Assim, em face destes elementos, impõe-se concluir que à Administração incumbia apurar se os valores apontados eram líquidos ou ilíquidos, determinar os preceitos legais que permitiam efectuar esse desconto, só assim se podendo eventualmente justificar a dedução de encargos diferentes dos constantes do referido mapa de fls 309.
Ao assim não proceder, considerando que podia sempre efectuar a dedução de 35% do valor da venda, independentemente de haver ou não despesas efectuadas com a extracção e empilhamento, o acto impugnado aparece, nesta parte, inquinado do apontado erro nos pressupostos de direito.
Procede, assim, a conclusão 11.ª - 1.ª parte.

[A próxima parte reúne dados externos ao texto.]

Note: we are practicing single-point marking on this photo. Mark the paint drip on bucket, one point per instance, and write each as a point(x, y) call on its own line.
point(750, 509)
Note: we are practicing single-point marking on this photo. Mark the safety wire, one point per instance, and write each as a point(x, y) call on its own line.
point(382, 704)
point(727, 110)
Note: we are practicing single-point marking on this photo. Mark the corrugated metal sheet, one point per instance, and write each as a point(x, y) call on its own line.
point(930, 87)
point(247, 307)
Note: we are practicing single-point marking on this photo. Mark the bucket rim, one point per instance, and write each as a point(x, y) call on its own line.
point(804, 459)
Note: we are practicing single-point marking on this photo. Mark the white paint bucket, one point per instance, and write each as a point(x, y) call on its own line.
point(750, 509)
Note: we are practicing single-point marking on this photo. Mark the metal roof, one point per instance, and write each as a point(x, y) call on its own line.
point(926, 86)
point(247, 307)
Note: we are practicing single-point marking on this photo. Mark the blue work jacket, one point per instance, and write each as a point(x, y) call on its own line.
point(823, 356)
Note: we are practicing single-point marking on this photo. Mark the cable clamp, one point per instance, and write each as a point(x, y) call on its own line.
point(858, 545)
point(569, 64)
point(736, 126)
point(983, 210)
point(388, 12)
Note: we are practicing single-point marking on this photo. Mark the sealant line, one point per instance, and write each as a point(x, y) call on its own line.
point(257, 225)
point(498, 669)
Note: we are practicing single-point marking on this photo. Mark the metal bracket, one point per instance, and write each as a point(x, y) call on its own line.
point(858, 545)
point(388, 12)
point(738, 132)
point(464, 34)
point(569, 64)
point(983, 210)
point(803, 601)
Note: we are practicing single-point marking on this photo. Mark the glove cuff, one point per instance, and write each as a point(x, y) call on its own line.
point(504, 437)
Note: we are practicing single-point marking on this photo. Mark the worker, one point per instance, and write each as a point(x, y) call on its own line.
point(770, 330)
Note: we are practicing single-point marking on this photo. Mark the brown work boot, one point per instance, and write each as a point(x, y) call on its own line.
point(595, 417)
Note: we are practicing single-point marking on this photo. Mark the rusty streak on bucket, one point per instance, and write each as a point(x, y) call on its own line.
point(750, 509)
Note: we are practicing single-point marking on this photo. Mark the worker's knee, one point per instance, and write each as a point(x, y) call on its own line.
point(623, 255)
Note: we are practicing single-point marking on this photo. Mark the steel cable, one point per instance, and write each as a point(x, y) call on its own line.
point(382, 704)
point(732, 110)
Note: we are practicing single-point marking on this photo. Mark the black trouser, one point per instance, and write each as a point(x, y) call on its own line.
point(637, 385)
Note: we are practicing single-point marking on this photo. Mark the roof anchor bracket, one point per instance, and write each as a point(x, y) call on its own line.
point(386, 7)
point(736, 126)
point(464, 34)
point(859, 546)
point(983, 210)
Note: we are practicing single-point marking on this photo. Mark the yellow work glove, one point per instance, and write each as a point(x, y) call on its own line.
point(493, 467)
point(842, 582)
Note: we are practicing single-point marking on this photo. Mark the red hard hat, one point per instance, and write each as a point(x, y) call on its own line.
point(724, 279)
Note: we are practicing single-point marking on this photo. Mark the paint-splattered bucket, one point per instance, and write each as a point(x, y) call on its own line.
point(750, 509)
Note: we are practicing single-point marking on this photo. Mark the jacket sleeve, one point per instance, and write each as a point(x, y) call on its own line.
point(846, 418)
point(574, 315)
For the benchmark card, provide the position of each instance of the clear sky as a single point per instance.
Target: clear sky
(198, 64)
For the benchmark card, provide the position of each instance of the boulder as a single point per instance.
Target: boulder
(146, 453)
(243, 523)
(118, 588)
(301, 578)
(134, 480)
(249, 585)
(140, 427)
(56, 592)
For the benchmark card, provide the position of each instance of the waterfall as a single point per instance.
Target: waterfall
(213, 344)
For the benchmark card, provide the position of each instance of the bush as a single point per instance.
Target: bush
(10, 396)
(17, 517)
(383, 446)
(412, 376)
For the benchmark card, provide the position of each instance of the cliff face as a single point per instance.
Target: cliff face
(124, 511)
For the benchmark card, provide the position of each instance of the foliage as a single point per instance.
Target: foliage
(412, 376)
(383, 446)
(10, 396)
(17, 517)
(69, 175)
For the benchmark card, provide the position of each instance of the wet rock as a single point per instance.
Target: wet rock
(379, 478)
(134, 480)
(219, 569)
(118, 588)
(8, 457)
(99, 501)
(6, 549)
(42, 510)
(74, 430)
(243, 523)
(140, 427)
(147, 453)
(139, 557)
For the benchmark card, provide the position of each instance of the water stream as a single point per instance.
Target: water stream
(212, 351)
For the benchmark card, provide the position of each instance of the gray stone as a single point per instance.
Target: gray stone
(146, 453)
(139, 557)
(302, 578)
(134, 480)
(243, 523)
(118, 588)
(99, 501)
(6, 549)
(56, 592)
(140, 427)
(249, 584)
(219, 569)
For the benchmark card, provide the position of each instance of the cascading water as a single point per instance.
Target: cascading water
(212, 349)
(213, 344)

Constitui jurisprudência uniforme deste STA que a indemnização pela privação do rendimento de produtos florestais (abrangendo tanto a cortiça como os eucaliptos) corresponde ao valor da sua venda, descontados os custos de produção e comercialização - cfr., neste sentido, os acórdãos de 28/6/01 (recurso n.º 46416), 31/10/2001 (rec. n.º 45559), 7/02/2002 (rec. n.º 47393), de 17/2/02 (rec. n.º 47033), 28/5/2002 (rec. n.º 47476), 26-09-2002 (rec. n.º 47 973), 24-10-2002 (rec. n.º 48 087), 5/12/2002 (rec. 47 974), 12-12-2002 (rec. 48 098), 07-11-2002 (rec. n.º 48 088), 5-11-2002 (rec. n.º 47 421), 7-11-2002 (rec. 47 930), 30-01-2003 (rec. n.º 47 391), 9/4/03 (recursos n.ºs 48 099 e 496/02) e de 29/4/03 (recurso n.º 357/02).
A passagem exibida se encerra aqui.